We should get one thing straight before we proceed. At my core, I am a total Debbie Downer. There is a place for lightness and fun even in the worst of times, but in the best of times I don't stop thinking about things that have gone wrong and how we might change things to be better, kinder, less...deadly.

So I tried on a taco costume, and it was funny. I bought a lot of flavors of M&M's (try the mint and pretzel together, I urge you). I went to Target and Trader Joe's multiple times.

And pipe bombs were put in the mail.

And two people were shot dead at a Kroger just because they are Black.

And children continue to starve in Yemen.

And a man shot up a synagogue during a baby naming ceremony.

I cannot forget these things, no matter how many costumes I try on or M&M's I stuff into my gaping maw of a mouth. I never stop caring that these things are happening, and while I do not think it is wrong to experience joy in these silly, simple things, I always return to thinking about what I can do to help.
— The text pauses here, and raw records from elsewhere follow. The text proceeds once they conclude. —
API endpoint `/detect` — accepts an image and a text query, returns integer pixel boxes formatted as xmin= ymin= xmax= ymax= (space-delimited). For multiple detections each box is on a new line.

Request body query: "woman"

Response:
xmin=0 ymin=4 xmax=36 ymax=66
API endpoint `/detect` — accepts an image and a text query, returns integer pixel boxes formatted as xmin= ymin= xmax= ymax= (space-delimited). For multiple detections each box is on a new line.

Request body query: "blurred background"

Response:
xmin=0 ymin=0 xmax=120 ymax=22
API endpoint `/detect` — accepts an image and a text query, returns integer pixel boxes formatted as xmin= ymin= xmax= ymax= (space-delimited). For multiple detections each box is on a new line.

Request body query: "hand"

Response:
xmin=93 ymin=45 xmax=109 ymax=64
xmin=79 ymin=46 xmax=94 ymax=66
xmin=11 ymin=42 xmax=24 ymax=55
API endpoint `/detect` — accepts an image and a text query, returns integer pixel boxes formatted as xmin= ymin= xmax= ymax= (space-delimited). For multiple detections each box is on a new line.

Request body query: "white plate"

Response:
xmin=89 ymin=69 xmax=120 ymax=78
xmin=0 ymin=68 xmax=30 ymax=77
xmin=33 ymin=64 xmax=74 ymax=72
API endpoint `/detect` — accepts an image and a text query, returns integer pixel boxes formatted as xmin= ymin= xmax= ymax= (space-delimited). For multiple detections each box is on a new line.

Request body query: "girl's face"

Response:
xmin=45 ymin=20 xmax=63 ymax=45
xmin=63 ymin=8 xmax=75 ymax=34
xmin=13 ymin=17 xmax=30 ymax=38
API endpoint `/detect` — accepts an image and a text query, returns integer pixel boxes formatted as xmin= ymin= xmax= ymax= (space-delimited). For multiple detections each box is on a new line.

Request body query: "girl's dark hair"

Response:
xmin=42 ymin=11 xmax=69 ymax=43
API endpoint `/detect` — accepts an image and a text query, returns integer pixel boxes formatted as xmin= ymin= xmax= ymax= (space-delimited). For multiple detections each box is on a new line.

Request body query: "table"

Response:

I know I cannot change all these things, but it is terribly important to me to do my bit to make things better. I believe in preserving the dignity of each human being, and I believe we have power in our hands to effect change. These times can feel hopeless, as if there's nothing we can do. But that's not true. There is something - more than one something.

Many of us can vote, and we can choose to vote not in our own interests, but in service of the greatest amount of good for the most people. Let's stop thinking about how policies will affect us personally, but instead how they will affect those most in need of help. November 6 is approaching quickly, US friends. Make your vote count for those who are hurting, who are marginalized, who are watching their children die in the name of faulty alliances.

We can help others directly. If someone needs something they cannot obtain themselves, we can give it to them. There are so many people who are unable to feed themselves and their families - we can give food, but we can also give money. Many people say not to give money to homeless people, but I think that it's ok sometimes. I think it is demeaning and dehumanising to assume that the money is going to feed an addiction. Use your discretion, and make the kindest possible choice. If in doubt, ask people what they want and need.

We can use our voices to speak the truth kindly but plainly. We can remind others - and in the process remind ourselves - of the importance of choosing the preservation of others' lives and wellbeing above the preservation of our own comfort. This is what I am doing now, obviously. Because even though I think of these things most of the time, I need the reminder too.